In Blackpool, when people visit A & E the front desk is manned by primary care staff. They assess whether they need emergency care or out of hours primary care. The result is that over 20% of people who visit are sent to the out of hours service, freeing up resources in A & E and, in the long run, saving money.
And in Witney patients with long-term conditions are offered a 24 hour helpline, with people trained to listen to their problems and prevent a medical crisis. In short – more support means a better experience for patients and a more sustainable healthcare system.
Having been talked about for so many years, integration is finally becoming a reality. Patients are at last being treated in these complex systems as people - with a seamless service responding to their personal needs - rather than as objects being processed by various disjointed systems. And I hope we will see a step-change in the progress we make from next April.
Electronic health records
The final change we need to make to out of hospital care concerns electronic health records.
The last government may have got the implementation of NHS IT contracts wrong, but they were right to try. We must not let the fear of making the same mistake again deter us from making vital and necessary changes.

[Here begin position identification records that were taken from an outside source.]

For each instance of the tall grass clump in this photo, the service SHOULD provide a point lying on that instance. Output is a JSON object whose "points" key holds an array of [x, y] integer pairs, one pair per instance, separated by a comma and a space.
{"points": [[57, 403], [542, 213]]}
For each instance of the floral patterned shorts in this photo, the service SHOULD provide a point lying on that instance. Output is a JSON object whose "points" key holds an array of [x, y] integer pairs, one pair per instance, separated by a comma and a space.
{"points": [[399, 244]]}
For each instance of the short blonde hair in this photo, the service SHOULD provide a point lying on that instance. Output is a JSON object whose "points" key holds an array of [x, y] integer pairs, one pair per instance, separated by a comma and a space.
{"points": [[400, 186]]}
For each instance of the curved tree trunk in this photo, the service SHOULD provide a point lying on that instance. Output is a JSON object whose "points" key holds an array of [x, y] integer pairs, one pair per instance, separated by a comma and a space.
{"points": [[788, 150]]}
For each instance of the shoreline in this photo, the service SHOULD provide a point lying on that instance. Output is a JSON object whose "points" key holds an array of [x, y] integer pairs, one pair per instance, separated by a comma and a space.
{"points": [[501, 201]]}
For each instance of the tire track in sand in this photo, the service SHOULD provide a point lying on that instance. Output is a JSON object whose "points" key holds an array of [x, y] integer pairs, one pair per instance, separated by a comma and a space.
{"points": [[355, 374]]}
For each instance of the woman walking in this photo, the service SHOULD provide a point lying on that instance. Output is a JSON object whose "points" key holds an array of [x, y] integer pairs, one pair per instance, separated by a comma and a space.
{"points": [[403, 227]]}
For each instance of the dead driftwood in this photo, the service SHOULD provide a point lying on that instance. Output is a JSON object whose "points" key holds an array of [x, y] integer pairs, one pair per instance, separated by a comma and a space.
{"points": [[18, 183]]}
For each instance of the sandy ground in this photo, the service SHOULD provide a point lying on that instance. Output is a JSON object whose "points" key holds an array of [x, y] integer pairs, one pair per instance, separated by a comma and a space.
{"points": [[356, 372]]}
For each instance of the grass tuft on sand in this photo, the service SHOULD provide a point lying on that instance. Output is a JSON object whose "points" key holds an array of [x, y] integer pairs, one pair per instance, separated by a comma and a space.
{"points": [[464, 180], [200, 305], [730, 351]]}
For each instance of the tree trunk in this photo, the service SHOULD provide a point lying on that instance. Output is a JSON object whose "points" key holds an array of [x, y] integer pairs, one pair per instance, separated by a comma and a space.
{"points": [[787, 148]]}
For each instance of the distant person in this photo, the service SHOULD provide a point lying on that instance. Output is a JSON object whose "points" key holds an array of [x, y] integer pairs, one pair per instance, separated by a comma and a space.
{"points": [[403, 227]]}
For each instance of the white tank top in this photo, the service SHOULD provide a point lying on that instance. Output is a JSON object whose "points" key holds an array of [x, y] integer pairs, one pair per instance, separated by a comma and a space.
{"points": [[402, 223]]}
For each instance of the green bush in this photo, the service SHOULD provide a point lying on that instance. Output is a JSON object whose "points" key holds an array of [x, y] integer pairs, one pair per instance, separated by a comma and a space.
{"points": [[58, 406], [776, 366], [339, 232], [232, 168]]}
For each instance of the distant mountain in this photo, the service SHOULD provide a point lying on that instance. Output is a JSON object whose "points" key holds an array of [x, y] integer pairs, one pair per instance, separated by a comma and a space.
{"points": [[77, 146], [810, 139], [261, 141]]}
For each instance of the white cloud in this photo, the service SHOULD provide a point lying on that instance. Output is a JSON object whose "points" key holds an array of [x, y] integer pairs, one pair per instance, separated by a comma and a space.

It is shocking that when a vulnerable older person is admitted to A & E, the hospital typically knows nothing about their medication or medical history. 44 people died last year in the NHS because they were given the wrong medicine – and we know we could reduce this significantly if prescription histories were available in hospitals.
Equally shocking in this day and age is that a paramedic can pick up someone on a 999 call without knowing if they are a diabetic or someone who has dementia – information that could be critical in giving that person the right care or treatment.
Nor should the social care system be operating in a technological silo that is unable to speak to the NHS. Medical notes and histories should be available anywhere in the system whenever a patient gives consent – whether a care home, a hospital, a GP surgery or indeed 111.
I’ve said the NHS must be paperless by 2018 – and last week announced we will be increasing investment over the next two years to £1 bn. But let’s be clear: we won’t repeat the mistakes made before. I will not be signing any contracts at the Department of Health, you’ll be pleased to hear. Instead we will be supporting local initiatives.
But as a result of that investment, I expect to see a transformation in the number of vulnerable older people whose records and care plans can be accessed in different parts of the system – and a transformation in their care as a result.
Conclusion
Proactive primary care, integration of health and social care and proper use of electronic health records and care plans: taken together these will transform the quality of care received by vulnerable older people in the NHS over the next two years.
And we then need to ask what equivalent changes are necessary for the other groups of people, people with long-term conditions, for mothers and young children, and for the usually healthy. I will return to these at a later date.
But for now let me reiterate my certainty that with ambition, vision and courage we can protect the NHS’s sustainability even at a time of unprecedented financial pressure – and significantly improve care for vulnerable older people at the same time.
And I want to thank everyone in the room for your help in making this happen.